Efficient Meshfree Numerical Techniques: Method of Finite Spheres
In spite of the vast popularity of the traditional finite element/finite volume methods for the solution of a wide variety of boundary value problems on complex domains, there is a growing interest in the so-called “meshless” techniques over the past decade or so. This is because the generation of a good quality mesh requires considerable time and manual effort in any industrial problem. Moreover, when the structure to be modeled undergoes very large deformations or encounters changes in topology, as in dynamic crack growth, superplastic forming or machining, it has to be remeshed frequently during simulation. Numerical techniques that do not require a mesh for interpolation or integration purposes are therefore attractive.
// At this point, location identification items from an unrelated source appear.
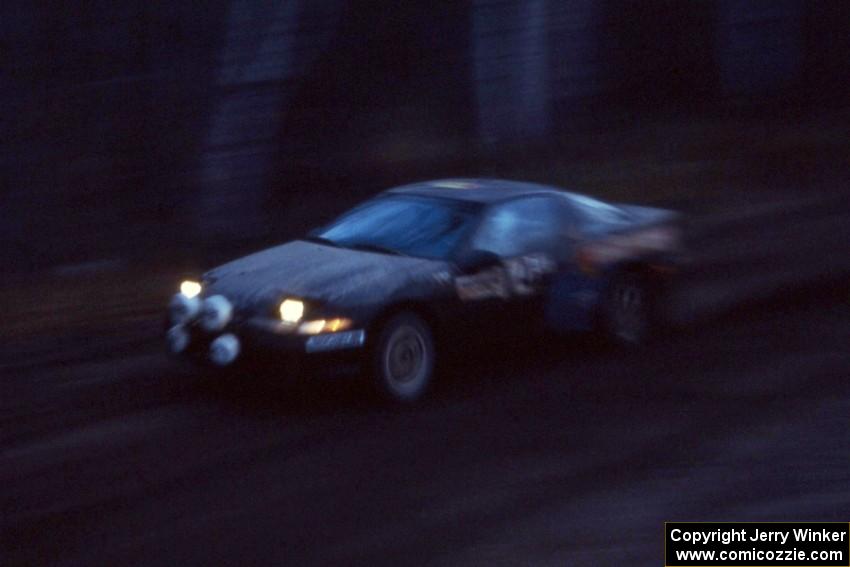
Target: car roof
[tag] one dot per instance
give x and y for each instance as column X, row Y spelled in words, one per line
column 475, row 190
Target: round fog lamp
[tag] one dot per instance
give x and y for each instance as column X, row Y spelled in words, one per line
column 224, row 350
column 215, row 313
column 177, row 338
column 183, row 309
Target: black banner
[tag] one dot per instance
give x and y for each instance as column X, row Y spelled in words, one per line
column 757, row 544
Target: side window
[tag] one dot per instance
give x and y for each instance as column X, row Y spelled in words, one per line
column 519, row 227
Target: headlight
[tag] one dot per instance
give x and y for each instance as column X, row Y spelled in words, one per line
column 190, row 288
column 291, row 310
column 324, row 326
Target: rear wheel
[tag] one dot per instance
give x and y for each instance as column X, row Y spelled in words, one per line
column 403, row 358
column 628, row 311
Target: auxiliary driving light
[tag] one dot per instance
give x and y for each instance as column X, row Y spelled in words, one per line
column 224, row 350
column 177, row 338
column 324, row 326
column 182, row 309
column 291, row 310
column 215, row 313
column 190, row 288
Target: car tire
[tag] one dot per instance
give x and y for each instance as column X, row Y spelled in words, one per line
column 628, row 316
column 403, row 358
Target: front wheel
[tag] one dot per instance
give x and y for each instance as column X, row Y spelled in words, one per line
column 403, row 358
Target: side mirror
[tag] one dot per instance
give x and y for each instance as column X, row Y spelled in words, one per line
column 477, row 260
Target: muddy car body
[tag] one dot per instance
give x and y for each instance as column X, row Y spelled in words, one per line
column 462, row 258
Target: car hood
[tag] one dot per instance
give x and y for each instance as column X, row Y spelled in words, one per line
column 338, row 276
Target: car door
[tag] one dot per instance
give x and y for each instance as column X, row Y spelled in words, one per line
column 529, row 237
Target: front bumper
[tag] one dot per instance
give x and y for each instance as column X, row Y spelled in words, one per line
column 259, row 336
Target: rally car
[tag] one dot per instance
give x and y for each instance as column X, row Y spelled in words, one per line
column 465, row 258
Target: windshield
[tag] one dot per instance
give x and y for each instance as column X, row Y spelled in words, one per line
column 412, row 226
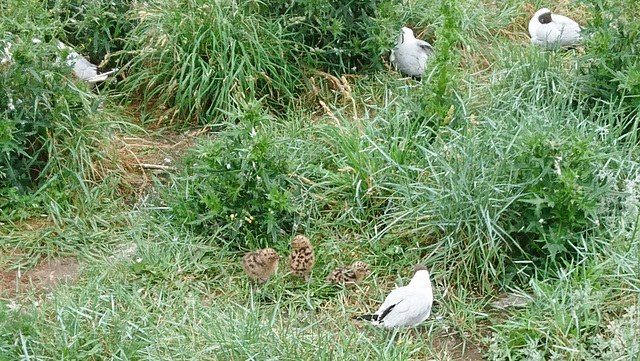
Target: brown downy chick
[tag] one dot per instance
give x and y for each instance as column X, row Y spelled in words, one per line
column 302, row 258
column 260, row 264
column 349, row 275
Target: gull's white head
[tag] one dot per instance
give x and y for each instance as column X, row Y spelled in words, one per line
column 543, row 16
column 421, row 276
column 407, row 34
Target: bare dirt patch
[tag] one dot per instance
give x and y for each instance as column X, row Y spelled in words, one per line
column 46, row 276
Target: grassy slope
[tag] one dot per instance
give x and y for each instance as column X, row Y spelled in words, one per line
column 188, row 298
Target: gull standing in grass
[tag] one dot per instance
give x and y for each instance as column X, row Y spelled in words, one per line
column 349, row 275
column 83, row 68
column 410, row 54
column 405, row 306
column 302, row 257
column 553, row 31
column 260, row 264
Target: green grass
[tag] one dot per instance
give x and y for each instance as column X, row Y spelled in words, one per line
column 506, row 170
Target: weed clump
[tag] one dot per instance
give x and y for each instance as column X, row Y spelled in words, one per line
column 239, row 182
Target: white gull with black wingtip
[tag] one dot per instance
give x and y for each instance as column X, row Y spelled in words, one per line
column 553, row 31
column 83, row 69
column 405, row 306
column 410, row 54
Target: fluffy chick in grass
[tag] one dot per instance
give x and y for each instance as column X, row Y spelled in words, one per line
column 302, row 257
column 349, row 275
column 260, row 264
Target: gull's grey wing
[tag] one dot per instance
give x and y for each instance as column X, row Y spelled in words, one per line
column 411, row 311
column 425, row 46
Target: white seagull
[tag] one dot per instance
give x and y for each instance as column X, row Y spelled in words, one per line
column 406, row 306
column 83, row 68
column 553, row 31
column 410, row 54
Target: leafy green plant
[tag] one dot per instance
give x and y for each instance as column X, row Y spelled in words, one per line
column 41, row 108
column 610, row 68
column 240, row 181
column 348, row 35
column 561, row 194
column 96, row 29
column 192, row 69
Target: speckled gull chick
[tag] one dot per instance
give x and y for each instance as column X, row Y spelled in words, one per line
column 406, row 306
column 553, row 31
column 410, row 54
column 83, row 68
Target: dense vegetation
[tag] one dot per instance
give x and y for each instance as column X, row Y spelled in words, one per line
column 506, row 170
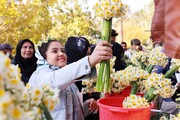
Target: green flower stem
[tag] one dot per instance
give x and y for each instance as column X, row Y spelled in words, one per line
column 171, row 71
column 134, row 88
column 150, row 94
column 46, row 112
column 103, row 82
column 150, row 68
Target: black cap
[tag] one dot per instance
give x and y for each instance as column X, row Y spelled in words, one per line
column 6, row 46
column 113, row 33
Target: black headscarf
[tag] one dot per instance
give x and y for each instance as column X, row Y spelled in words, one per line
column 75, row 49
column 27, row 66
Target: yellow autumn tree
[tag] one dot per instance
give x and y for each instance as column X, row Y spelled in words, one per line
column 20, row 20
column 72, row 20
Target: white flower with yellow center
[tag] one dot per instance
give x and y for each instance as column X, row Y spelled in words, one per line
column 109, row 8
column 135, row 101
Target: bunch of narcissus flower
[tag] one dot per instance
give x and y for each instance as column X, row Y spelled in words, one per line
column 135, row 101
column 109, row 8
column 18, row 102
column 89, row 85
column 140, row 59
column 156, row 84
column 157, row 57
column 175, row 62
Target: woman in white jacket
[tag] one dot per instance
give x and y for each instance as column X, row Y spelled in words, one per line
column 59, row 75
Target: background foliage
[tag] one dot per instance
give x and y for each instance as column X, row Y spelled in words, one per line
column 62, row 19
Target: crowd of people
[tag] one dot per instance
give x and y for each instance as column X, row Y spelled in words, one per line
column 64, row 67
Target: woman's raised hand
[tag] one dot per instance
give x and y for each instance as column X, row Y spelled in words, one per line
column 102, row 51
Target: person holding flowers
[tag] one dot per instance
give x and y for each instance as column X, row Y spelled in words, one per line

    The method of finite spheres is a meshfree numerical technique that I have developed as part of my doctoral work. This technique shows considerable promise as being the next generation of CAD tools for the modeling and analysis of practical industrial problems in solid and fluid mechanics. However, considerable further research is required.

Multimodal Virtual Environments for Surgical Simulation:
I am interested in generating multimodal virtual environemnts for medical applications. Speciafically I am interested in laparoscopic surgical simulation. The challenge is to develop real time simulation tools for haptic as well as graphical rendering of soft tissues. I have developed a  specialized version of the method of finite spheres for this purpose.

CAD Tools for MEMS:
Micro Electromechanical Systems (MEMS) are tiny devices that can be built on a microchip. They have very complex geometries and multiple energy domains are coupled together in analysisg their response. I am interested in developing fast numerical tools for MEMS.